In his second issue, appellant argues that the State took advantage of the trial court's failure to instruct the jury on a sentence of life without the possibility of parole during cross-examination of appellant's witnesses and closing argument by making future dangerousness an issue for the jury. Appellant did not object to either the State's cross-examination or closing argument on this ground, and the issue is therefore procedurally barred. Steinhorst v. State, 412 So.2d 332, 338 (Fla. 1982). Moreover, after reviewing the record, we do not agree that the State's cross-examination or argument raised the specter of appellant's future dangerousness.

Within this issue appellant focuses on a question posed by the jury during its deliberations: "[A]re we limited to the two recommendations of life with minimum 25 years or death penalty. Yes. No. Or can we recommend life without a possibility of parole. Yes. No." In response to this question, the trial court informed the jury by written response, "The court has advised you what advisory sentences you may recommend. Please refer to your copy of the jury instructions." We find that the trial court's response was appropriate and is in accordance with our decisions in Whitfield v. State, 706 So.2d 1, 5 (Fla.1997), and Waterhouse v. State, 596 So.2d 1008, 1015 (Fla.1992).

As part of his third issue, appellant contends that the fact that he was already sentenced to two life terms plus fifteen years and that those sentences were to run consecutively to the sentence for the murder was relevant mitigation "in the sense that [it] might serve as a basis for a sentence less than death." We have rejected similar arguments in Franqui v. State, 699 So.2d 1312, 1326 (Fla.1997); Marquard v. State, 641 So.2d 54 (Fla.1994); and Nixon v. State, 572 So.2d 1336 (Fla.1990).

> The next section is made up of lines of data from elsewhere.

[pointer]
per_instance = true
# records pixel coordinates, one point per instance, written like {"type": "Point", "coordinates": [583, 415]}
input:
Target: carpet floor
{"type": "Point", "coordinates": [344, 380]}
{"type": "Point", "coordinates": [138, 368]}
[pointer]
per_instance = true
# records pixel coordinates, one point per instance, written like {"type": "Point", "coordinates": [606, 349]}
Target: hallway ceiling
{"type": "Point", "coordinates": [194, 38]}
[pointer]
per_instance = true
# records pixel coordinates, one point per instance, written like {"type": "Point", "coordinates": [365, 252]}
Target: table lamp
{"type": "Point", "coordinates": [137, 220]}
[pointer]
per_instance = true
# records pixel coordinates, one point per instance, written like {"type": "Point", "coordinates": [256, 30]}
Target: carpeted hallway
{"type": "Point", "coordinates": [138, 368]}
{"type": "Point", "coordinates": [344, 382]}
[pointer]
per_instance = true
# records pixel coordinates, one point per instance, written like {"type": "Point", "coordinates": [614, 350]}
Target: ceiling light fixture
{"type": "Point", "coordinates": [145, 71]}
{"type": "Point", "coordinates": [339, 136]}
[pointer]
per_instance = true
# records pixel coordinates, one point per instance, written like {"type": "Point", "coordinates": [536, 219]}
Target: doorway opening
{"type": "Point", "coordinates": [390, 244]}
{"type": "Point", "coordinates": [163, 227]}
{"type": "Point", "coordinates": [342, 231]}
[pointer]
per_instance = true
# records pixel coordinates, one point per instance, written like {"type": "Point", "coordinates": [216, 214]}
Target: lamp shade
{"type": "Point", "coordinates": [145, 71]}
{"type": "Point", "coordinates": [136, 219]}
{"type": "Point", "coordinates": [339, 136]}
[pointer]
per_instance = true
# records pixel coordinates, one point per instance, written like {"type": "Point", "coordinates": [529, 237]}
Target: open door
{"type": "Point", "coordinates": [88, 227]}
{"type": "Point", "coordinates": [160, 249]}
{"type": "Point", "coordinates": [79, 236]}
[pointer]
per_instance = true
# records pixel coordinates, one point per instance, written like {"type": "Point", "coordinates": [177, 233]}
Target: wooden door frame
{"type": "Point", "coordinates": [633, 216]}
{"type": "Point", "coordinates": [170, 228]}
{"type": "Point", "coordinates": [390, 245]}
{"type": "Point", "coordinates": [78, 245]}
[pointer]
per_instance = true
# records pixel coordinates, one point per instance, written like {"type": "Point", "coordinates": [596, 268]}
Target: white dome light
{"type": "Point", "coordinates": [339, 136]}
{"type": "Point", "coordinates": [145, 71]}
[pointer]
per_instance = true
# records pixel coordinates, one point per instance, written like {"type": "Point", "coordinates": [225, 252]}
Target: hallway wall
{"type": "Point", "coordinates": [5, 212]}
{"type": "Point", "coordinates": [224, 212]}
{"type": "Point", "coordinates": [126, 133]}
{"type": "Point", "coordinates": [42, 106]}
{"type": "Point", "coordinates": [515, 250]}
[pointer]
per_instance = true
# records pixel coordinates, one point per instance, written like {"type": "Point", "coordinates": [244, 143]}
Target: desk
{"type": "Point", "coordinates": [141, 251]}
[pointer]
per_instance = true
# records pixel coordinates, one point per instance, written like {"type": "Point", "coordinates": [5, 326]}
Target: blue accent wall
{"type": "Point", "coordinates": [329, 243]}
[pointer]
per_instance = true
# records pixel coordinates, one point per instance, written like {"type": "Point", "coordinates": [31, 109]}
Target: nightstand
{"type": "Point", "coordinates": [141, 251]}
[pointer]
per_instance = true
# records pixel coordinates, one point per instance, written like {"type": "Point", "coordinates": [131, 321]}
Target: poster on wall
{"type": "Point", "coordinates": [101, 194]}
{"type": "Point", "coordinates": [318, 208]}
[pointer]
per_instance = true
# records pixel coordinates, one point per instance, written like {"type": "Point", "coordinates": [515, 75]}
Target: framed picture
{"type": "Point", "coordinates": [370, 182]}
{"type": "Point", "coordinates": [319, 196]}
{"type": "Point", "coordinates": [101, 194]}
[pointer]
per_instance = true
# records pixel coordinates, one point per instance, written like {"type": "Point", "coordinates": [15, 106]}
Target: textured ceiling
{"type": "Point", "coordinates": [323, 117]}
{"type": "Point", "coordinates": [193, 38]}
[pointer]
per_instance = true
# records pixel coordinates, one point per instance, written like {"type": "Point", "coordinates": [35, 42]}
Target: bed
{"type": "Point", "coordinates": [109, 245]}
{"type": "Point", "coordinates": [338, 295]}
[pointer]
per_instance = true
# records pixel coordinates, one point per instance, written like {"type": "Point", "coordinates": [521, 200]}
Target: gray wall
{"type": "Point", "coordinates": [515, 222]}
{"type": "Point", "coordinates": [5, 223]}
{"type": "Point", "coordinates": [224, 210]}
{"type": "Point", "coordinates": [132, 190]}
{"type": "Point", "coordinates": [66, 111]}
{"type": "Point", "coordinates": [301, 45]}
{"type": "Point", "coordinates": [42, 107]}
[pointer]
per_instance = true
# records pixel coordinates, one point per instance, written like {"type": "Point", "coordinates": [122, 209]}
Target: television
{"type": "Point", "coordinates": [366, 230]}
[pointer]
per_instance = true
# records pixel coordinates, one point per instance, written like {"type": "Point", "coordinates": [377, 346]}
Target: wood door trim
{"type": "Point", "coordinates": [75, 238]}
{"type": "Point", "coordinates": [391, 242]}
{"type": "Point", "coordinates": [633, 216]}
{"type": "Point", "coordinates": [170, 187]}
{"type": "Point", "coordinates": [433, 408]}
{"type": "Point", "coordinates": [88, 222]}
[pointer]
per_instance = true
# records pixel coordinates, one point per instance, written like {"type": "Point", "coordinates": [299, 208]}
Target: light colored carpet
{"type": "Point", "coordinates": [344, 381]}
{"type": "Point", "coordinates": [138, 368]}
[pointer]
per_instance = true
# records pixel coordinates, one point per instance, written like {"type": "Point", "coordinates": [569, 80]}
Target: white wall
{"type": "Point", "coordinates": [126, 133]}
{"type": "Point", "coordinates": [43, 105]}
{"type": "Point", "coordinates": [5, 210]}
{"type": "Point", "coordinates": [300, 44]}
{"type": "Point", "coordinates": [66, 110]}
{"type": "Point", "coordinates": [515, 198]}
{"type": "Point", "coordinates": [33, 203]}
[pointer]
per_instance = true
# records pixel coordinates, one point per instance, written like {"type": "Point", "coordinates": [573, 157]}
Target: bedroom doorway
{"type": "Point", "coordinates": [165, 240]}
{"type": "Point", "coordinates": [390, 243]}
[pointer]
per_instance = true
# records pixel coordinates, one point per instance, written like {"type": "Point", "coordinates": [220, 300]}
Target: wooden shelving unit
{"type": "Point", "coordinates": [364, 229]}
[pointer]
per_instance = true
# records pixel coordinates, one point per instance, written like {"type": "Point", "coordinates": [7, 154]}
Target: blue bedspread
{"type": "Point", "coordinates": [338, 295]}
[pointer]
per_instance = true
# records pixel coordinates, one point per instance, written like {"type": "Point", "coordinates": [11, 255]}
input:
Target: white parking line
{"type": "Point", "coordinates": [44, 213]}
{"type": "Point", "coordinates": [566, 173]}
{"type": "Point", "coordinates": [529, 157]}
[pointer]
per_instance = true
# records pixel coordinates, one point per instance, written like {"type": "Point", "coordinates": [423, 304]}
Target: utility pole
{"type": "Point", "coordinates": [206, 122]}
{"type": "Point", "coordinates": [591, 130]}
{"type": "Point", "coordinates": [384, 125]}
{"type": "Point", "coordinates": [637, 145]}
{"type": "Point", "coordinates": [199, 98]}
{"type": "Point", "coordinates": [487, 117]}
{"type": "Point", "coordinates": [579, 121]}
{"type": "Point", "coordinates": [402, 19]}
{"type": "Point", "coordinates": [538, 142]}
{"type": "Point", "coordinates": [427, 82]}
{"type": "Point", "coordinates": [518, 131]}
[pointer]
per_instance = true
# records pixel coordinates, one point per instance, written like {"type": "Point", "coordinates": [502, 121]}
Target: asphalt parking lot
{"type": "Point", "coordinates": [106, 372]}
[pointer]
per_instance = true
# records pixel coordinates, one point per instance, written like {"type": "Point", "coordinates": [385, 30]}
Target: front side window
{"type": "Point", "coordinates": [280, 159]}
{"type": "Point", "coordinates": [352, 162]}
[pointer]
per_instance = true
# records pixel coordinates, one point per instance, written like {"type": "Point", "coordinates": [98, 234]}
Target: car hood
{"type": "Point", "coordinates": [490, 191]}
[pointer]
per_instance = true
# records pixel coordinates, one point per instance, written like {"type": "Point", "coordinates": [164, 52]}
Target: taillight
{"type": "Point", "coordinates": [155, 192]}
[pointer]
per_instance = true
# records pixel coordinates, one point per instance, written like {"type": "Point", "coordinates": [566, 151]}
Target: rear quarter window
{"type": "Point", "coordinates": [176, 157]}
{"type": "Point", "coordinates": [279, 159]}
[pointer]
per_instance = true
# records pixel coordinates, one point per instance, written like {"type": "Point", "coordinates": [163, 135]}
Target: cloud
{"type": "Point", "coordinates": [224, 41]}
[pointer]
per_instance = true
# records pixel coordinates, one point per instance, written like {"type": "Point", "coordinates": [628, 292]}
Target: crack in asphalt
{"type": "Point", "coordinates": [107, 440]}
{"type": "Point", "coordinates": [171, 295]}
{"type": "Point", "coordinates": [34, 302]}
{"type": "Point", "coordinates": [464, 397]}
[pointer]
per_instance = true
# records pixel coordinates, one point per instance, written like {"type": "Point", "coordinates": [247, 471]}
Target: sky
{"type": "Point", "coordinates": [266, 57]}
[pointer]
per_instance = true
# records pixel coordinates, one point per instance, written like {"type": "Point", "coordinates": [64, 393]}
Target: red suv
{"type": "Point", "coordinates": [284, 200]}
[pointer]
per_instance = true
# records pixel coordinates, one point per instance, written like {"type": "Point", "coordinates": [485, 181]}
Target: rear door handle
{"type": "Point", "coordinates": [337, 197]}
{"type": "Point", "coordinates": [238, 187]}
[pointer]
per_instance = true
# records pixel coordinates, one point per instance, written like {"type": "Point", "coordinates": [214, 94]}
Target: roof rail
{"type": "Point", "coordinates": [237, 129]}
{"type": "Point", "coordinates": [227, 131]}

These other sentences are not relevant mitigation on the issue of whether appellant will actually remain in prison for the length of those sentences. The length of actual prison time is affected by many factors other than the length of the sentence imposed by the sentencing court. The introduction of this evidence would open the door to conjecture and speculation as to how much time a prisoner serves of a sentence and distract jurors from the relevant issue of what is the appropriate sentence for the murder conviction. Regarding this issue appellant's brief states "[T]he state argued that [appellant]...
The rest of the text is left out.